Advanced Computing in the Age of AI | Friday, March 29, 2024

Nvidia’s Newly DPU-Enabled SuperPod Is a Multi-Tenant, Cloud-Native Supercomputer 

At GTC 2021, Nvidia has announced an upgraded iteration of its DGX SuperPods, calling the new offering “the first cloud-native, multi-tenant supercomputer.” The newly announced SuperPods come just two years after the first SuperPods, networked clusters of 96 DGX-2H systems that debuted as one of the world’s most powerful supercomputers in 2019. In 2020, Nvidia expanded the availability of its SuperPod systems, allowing enterprises to purchase modules through partners.

As with the previous generation, these DGX SuperPods contain 20-plus Nvidia DGX A100 systems networked with Nvidia’s in-house InfiniBand HDR networking. On the storage front, Nvidia is working with DDN as its first storage partner for these SuperPods.

Nvidia's BlueField-2 PCIe card

At the heart of these SuperPods are Nvidia’s BlueField-2 data processing units (DPUs), two of which are included in the PCIe slots of each constituent A100 DGX in the SuperPod. These BlueField DPUs allow the SuperPods to isolate users’ data, enabling the system’s robust multi-tenant functionality (see our coverage, "Nvidia Debuts BlueField-3 – Its Next DPU with Big Plans for an Expanded Role"). Nvidia says that this is in response to growing needs to incorporate multiple teams at different locations, no doubt accelerated by a work-from-home regime but perennially applicable to academics and researchers, who often need to share their computational resources with outside organizations. “More and more, we’re seeing customers that want the security isolation between their users, even if they’re all in the same company,” said Charlie Boyle, vice president and general manager of DGX systems at Nvidia.

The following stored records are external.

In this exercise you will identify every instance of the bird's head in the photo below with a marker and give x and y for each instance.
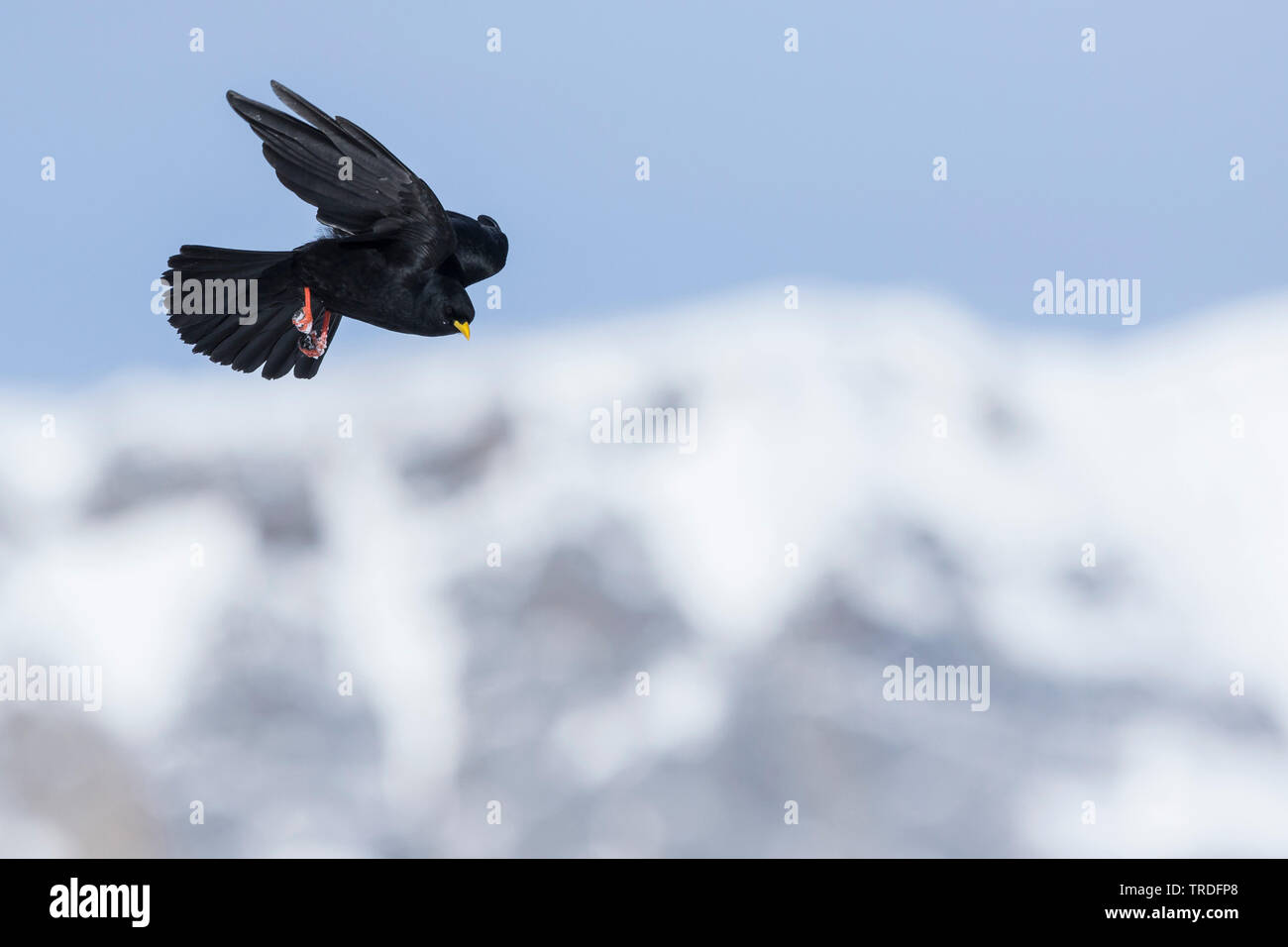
(446, 307)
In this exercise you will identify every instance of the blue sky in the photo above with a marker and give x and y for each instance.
(810, 167)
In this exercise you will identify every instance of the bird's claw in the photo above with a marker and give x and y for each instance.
(314, 344)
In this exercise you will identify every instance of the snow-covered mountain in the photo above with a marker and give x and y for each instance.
(872, 478)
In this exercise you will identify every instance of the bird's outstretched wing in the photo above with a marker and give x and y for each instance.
(382, 197)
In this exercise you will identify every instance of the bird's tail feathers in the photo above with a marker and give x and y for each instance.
(236, 307)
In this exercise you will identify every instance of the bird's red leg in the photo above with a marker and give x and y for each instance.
(317, 341)
(303, 320)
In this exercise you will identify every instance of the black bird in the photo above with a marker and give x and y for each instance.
(391, 256)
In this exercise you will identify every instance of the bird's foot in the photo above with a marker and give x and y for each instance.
(317, 341)
(303, 320)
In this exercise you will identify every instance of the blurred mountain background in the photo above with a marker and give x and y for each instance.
(226, 549)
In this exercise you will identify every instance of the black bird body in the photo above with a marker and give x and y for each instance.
(393, 257)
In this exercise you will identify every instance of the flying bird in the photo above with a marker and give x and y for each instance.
(391, 257)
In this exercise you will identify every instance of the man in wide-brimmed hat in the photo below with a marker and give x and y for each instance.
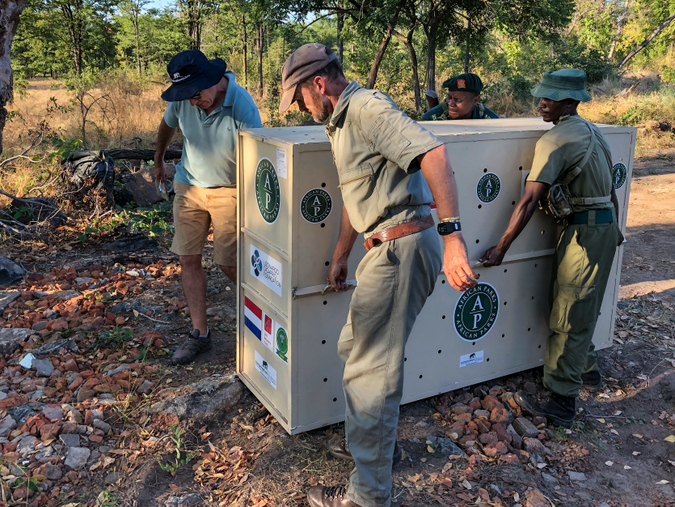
(463, 101)
(209, 107)
(574, 158)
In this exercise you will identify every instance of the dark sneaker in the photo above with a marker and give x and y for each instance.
(560, 410)
(335, 496)
(194, 345)
(592, 380)
(341, 450)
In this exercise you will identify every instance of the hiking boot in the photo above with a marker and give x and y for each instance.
(341, 450)
(335, 496)
(560, 410)
(592, 380)
(194, 345)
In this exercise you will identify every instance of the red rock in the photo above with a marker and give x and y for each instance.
(488, 438)
(495, 449)
(510, 458)
(490, 403)
(499, 415)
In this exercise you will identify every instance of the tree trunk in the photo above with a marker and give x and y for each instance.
(407, 42)
(658, 30)
(619, 29)
(259, 51)
(340, 44)
(10, 10)
(375, 67)
(432, 37)
(245, 51)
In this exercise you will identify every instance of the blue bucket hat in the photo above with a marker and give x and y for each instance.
(563, 84)
(191, 72)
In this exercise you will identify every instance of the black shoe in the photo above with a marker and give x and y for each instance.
(335, 496)
(341, 450)
(560, 410)
(592, 380)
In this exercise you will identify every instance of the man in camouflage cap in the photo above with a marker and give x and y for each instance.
(575, 153)
(384, 161)
(463, 102)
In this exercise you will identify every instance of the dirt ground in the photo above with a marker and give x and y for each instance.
(618, 442)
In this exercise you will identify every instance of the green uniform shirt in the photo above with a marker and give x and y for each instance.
(375, 148)
(562, 148)
(210, 141)
(440, 112)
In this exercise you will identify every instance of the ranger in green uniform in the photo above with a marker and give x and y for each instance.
(574, 153)
(463, 102)
(384, 161)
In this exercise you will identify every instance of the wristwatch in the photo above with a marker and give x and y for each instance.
(449, 225)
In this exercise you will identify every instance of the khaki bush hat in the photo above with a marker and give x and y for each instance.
(563, 84)
(305, 61)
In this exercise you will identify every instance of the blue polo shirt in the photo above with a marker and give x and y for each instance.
(210, 141)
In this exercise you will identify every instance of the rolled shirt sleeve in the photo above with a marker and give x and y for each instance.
(394, 135)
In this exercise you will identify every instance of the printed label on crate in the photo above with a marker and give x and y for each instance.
(476, 311)
(266, 269)
(281, 343)
(268, 332)
(469, 359)
(268, 373)
(620, 173)
(488, 187)
(253, 317)
(267, 191)
(316, 205)
(281, 163)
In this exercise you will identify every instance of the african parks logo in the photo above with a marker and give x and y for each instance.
(316, 205)
(488, 187)
(476, 311)
(619, 173)
(267, 191)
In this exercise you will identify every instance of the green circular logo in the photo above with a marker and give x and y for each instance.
(267, 191)
(282, 344)
(620, 173)
(316, 205)
(488, 187)
(476, 311)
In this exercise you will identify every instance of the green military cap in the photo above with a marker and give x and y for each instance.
(464, 83)
(563, 84)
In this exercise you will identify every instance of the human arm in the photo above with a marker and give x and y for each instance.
(164, 136)
(615, 202)
(435, 166)
(337, 272)
(525, 208)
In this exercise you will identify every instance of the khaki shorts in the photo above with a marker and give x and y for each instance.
(194, 208)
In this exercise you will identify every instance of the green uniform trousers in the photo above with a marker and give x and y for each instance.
(394, 280)
(583, 261)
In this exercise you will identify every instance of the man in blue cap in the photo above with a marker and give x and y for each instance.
(463, 102)
(573, 158)
(209, 107)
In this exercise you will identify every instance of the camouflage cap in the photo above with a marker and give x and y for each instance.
(305, 61)
(467, 82)
(563, 84)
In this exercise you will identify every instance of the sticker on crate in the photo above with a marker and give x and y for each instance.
(281, 343)
(266, 269)
(316, 205)
(469, 359)
(264, 368)
(620, 174)
(476, 312)
(253, 317)
(488, 187)
(267, 191)
(268, 332)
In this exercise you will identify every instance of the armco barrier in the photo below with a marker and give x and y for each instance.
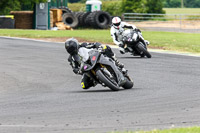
(7, 22)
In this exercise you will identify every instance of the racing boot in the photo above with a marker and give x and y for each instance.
(119, 64)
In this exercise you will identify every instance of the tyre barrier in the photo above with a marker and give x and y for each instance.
(82, 19)
(70, 19)
(99, 20)
(96, 19)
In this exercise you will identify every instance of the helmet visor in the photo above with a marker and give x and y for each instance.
(117, 24)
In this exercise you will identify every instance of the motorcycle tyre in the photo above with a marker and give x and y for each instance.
(148, 55)
(106, 81)
(128, 85)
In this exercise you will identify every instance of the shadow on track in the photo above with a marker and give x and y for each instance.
(95, 91)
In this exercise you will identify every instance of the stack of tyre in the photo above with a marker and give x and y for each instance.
(96, 19)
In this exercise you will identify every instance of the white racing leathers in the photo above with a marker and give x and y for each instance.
(116, 33)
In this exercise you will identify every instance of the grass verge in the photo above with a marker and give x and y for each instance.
(183, 42)
(182, 10)
(173, 130)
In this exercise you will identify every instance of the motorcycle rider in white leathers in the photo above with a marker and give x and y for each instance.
(118, 27)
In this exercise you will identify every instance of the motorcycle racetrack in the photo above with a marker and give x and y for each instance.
(40, 93)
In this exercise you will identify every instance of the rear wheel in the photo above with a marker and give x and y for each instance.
(129, 84)
(144, 50)
(107, 81)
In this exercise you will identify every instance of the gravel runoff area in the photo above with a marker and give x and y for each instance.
(192, 26)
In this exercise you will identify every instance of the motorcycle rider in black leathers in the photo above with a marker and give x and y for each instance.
(72, 46)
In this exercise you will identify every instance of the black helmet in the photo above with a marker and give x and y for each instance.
(72, 45)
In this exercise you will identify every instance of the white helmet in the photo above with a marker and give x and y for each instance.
(116, 21)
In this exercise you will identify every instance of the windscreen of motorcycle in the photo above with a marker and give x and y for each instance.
(127, 34)
(83, 53)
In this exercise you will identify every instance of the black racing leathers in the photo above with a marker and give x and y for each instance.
(75, 62)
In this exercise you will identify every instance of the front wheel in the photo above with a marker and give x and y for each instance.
(144, 50)
(108, 82)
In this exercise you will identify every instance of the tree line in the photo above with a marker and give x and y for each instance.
(137, 6)
(177, 3)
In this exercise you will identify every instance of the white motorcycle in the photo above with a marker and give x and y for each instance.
(134, 45)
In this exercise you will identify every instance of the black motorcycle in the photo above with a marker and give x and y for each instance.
(134, 44)
(103, 70)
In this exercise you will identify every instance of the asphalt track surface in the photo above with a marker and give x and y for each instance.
(40, 94)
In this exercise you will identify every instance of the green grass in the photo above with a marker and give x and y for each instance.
(184, 42)
(174, 130)
(182, 10)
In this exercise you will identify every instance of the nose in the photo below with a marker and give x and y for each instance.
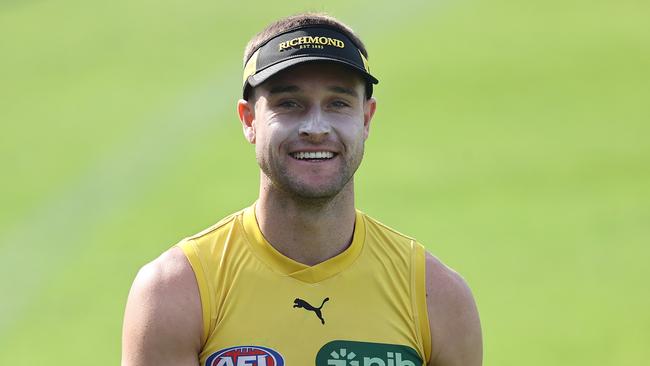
(315, 126)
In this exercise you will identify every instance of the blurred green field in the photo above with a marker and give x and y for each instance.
(511, 138)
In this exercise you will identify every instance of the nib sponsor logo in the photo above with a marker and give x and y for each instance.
(351, 353)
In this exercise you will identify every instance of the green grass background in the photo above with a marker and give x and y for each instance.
(511, 138)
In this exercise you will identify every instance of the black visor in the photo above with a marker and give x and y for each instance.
(308, 43)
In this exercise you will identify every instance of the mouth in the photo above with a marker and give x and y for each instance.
(313, 155)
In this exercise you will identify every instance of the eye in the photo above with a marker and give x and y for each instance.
(339, 104)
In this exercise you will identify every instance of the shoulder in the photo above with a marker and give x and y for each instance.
(374, 226)
(163, 319)
(169, 273)
(453, 317)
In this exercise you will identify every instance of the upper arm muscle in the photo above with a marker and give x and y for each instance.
(163, 319)
(453, 318)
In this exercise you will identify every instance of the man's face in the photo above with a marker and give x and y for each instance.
(309, 124)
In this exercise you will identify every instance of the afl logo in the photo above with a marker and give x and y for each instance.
(245, 356)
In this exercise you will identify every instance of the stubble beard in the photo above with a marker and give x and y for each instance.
(283, 180)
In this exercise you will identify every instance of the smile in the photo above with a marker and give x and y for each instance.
(313, 155)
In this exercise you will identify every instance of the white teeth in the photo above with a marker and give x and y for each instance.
(313, 155)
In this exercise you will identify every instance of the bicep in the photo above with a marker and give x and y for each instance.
(456, 338)
(163, 319)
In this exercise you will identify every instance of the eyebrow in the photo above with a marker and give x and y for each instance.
(279, 89)
(342, 90)
(284, 89)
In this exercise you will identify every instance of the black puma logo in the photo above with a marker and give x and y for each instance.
(300, 303)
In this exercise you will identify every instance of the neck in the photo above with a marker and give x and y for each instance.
(308, 231)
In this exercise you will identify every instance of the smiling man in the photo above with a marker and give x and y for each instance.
(302, 277)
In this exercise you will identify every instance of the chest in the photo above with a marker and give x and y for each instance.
(358, 317)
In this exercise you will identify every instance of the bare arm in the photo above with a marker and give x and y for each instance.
(453, 318)
(163, 320)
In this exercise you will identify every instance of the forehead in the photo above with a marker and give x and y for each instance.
(315, 74)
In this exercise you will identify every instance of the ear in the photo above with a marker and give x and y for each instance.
(369, 107)
(246, 112)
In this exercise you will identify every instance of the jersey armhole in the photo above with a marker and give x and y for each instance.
(419, 300)
(189, 249)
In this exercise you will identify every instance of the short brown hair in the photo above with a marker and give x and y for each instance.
(300, 20)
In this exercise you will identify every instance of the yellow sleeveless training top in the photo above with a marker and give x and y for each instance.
(363, 307)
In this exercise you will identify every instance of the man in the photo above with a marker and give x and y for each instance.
(301, 277)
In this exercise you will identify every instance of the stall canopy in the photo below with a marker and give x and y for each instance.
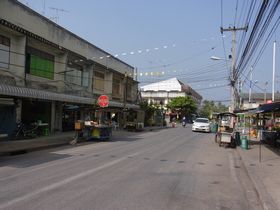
(272, 107)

Nvidia is further enabling this functionality with its Base Command software, which permits an organization to grant access to multiple users and IT teams. In fact, Boyle shared that Base Command – which has been under development for four years – is the same software that Nvidia has been using internally to manage its “thousands” of DGX systems (well over two thousand, according to Boyle). Base Command also includes built-in telemetry for validating deep learning models. “Now, for the first time, the entire management system that we use to manage our own fleet of DGX systems internally will be available to our SuperPod customers,” Boyle said. “We’ll be giving them the best of both worlds.”

The SuperPods start at $7 million and scale to $60 million for a full system.

Nvidia is making use of the occasion to tout the success of its existing SuperPods via high-profile clients, including Sony, NAVER, MTS and the University of Florida. And with drug discovery remaining a hot topic in the midst of the COVID-19 pandemic, Nvidia is highlighting SuperPod use by drug discovery company, Recursion, and announcing a partnership with Schrödinger, a pharmaceutical simulation software developer, to accelerate drug simulations. Recursion, Nvidia reported, was able to build an AI supercomputer for pharma applications (named Biohive-1) in 24 days, delivering enough compute to place it high in the Top500.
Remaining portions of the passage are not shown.